Karofsky's reappearance and interaction with Kurt in the third-season episode "The First Time" received very positive reviews. Anthony Benigno of The Faster Times characterized the scene with Kurt and Karofsky as "subtle" and "a home run", and Entertainment Weeklys Abby West called it a "perfect little nuanced scene", while Michael Ausiello of TVLine said it was his "favorite scene of the episode". His next appearance in "Heart", again with Kurt, was described by Slezak as "electric, with Kurt tenderly giving the 'just friends' speech to Dave". Entertainment Weeklys Joseph Brannigan Lynch thought the plot of having Karofsky be Kurt's secret admirer was "vaguely stalker-ish on Karofsky's part, and contrived on the part of the show", and Robert Canning of IGN predicted that after Karofsky had been seen by his classmate, it would "just be an episode or two before Karofsky gets bullied into thinking about suicide, if not actually taking his own life". When he reviewed the next episode, "On My Way", which featured Karofsky's suicide attempt, Canning stated that his "cynicism [in the "Heart" review] was won over by a powerfully acted and directed story". He also said, "the initial locker room scene was heartbreaking" and "Max Adler's subtle facial expressions were brilliant".

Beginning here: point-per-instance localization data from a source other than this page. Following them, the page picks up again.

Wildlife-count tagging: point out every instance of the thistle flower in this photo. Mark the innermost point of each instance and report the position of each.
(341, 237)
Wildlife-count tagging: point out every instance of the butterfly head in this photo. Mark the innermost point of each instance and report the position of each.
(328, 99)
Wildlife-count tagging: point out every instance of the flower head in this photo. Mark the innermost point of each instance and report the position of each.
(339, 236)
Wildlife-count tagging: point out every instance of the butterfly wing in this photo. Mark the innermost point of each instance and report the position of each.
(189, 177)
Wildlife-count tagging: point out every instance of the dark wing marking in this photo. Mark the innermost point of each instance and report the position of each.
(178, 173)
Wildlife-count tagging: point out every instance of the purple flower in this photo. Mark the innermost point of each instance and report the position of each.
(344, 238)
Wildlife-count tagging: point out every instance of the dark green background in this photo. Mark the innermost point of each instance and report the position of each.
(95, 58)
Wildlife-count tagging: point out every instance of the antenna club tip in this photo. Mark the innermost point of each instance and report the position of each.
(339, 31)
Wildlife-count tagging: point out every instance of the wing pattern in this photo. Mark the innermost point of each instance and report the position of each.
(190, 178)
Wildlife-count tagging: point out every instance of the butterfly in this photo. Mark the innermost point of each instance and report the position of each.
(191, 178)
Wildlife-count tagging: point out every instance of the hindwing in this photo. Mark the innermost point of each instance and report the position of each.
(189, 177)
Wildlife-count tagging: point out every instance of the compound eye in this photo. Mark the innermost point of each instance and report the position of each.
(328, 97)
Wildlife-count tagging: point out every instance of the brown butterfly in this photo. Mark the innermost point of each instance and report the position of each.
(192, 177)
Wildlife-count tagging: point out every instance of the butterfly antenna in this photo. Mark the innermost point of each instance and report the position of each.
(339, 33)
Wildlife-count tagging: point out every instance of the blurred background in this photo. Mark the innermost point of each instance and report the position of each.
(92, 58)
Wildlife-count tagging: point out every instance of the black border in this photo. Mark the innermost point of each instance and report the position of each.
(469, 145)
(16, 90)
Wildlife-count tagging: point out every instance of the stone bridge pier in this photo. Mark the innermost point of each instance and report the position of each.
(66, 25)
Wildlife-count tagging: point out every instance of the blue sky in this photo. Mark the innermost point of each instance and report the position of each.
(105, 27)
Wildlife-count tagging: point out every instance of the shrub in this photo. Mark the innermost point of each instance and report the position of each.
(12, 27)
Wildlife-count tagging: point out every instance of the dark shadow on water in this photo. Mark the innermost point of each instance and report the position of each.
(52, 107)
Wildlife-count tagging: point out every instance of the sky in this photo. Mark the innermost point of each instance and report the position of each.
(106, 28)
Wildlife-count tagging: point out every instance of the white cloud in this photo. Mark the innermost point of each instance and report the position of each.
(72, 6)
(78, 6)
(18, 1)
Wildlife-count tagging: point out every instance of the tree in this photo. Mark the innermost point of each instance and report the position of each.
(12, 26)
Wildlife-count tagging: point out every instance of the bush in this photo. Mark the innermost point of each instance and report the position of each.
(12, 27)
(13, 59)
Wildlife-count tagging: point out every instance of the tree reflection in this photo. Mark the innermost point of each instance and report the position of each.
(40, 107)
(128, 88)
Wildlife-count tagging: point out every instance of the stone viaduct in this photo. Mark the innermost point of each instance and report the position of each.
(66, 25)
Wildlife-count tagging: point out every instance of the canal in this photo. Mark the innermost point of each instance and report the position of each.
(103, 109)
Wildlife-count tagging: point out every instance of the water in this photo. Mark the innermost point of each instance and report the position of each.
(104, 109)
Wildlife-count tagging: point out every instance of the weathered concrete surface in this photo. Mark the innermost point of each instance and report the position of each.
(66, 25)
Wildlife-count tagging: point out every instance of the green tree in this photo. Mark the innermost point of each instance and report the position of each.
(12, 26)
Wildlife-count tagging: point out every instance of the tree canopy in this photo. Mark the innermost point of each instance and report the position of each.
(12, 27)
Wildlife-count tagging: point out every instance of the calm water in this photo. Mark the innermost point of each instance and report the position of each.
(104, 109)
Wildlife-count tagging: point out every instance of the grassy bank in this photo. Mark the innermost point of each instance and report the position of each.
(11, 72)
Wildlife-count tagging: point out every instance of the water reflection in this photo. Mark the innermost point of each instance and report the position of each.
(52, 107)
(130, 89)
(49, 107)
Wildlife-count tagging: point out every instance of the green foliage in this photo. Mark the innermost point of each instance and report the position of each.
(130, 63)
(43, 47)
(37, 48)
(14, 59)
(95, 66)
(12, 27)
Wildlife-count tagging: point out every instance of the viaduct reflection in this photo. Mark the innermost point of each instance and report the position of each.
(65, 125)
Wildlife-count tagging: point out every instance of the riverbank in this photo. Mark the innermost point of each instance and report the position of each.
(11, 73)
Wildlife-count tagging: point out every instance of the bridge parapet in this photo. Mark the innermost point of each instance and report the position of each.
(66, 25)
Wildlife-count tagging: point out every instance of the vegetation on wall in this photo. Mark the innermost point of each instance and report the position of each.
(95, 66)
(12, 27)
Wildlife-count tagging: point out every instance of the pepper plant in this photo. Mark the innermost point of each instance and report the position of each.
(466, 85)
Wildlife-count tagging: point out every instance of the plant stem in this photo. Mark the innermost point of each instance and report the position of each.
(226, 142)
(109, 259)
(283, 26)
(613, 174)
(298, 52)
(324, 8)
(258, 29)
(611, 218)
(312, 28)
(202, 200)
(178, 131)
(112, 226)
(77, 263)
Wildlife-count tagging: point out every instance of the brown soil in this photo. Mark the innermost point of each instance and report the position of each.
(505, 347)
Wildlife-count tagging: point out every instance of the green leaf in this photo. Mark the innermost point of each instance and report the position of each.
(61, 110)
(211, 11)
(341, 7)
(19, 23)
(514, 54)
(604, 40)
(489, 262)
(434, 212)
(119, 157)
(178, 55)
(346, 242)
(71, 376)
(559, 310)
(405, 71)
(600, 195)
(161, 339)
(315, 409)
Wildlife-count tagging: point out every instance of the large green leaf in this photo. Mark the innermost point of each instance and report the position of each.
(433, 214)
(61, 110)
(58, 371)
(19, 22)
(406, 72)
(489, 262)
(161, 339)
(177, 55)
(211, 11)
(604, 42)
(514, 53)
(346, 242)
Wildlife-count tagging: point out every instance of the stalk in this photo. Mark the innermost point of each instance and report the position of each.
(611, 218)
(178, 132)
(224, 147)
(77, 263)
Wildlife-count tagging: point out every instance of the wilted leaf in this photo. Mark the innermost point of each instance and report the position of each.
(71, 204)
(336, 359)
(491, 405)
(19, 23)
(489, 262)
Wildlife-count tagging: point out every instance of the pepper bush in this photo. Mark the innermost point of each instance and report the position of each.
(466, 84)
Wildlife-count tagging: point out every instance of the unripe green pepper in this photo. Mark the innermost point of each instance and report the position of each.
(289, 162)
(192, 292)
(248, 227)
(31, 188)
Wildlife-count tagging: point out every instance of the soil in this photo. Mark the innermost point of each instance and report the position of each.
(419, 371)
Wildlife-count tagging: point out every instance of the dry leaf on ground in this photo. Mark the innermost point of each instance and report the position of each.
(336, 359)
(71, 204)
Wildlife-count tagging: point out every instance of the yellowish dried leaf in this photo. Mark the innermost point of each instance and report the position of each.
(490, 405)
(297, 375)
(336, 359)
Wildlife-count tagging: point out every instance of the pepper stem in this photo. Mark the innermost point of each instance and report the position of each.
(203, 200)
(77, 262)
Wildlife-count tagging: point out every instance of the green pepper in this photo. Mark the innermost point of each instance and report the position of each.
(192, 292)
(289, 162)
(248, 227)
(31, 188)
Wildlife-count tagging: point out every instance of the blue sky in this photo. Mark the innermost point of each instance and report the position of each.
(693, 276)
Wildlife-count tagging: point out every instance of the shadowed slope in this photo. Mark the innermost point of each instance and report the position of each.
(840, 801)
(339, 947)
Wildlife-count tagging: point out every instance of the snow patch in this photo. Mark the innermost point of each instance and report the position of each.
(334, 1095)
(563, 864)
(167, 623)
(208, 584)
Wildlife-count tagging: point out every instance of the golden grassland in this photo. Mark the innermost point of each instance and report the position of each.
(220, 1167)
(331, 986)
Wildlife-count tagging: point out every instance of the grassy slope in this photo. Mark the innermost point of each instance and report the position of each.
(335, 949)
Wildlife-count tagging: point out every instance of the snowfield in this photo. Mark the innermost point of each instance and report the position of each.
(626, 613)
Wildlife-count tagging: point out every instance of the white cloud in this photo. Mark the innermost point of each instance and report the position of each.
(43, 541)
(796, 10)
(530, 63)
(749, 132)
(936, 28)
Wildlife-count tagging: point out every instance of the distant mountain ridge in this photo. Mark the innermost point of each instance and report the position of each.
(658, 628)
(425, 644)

VanDerWerff wrote, "The sequence in which Karofsky prepared himself for death was, unquestionably, one of the best things Glee has ever done", and Slezak called it "as devastating as anything I’ve seen on TV this year". HuffPost TVs Crystal Bell applauded Adler "for doing such an amazing job" on the suicide scene. She stated, "I would have preferred if Karofsky's story line would have been the focus of the entire episode." VanDerWerff commented that "as the show got the little details of Karofsky's desperate act just right, the whole thing took on a weight", and singled out the scene "where the teachers talked about what had happened and the smash cut to Karofsky's father screaming at him to get up" as "heart-wrenching". Bell declared that the "best scene in the entire episode is when Kurt visits Karofsky in the hospital". Lynch called it "one of the most touching scenes of this season" and "guileless, well-acted and eye-watering". Rae Votta of Billboard wrote, "As always, Kurt and Karofsky's scenes shine as the strongest in whichever episode they're featured."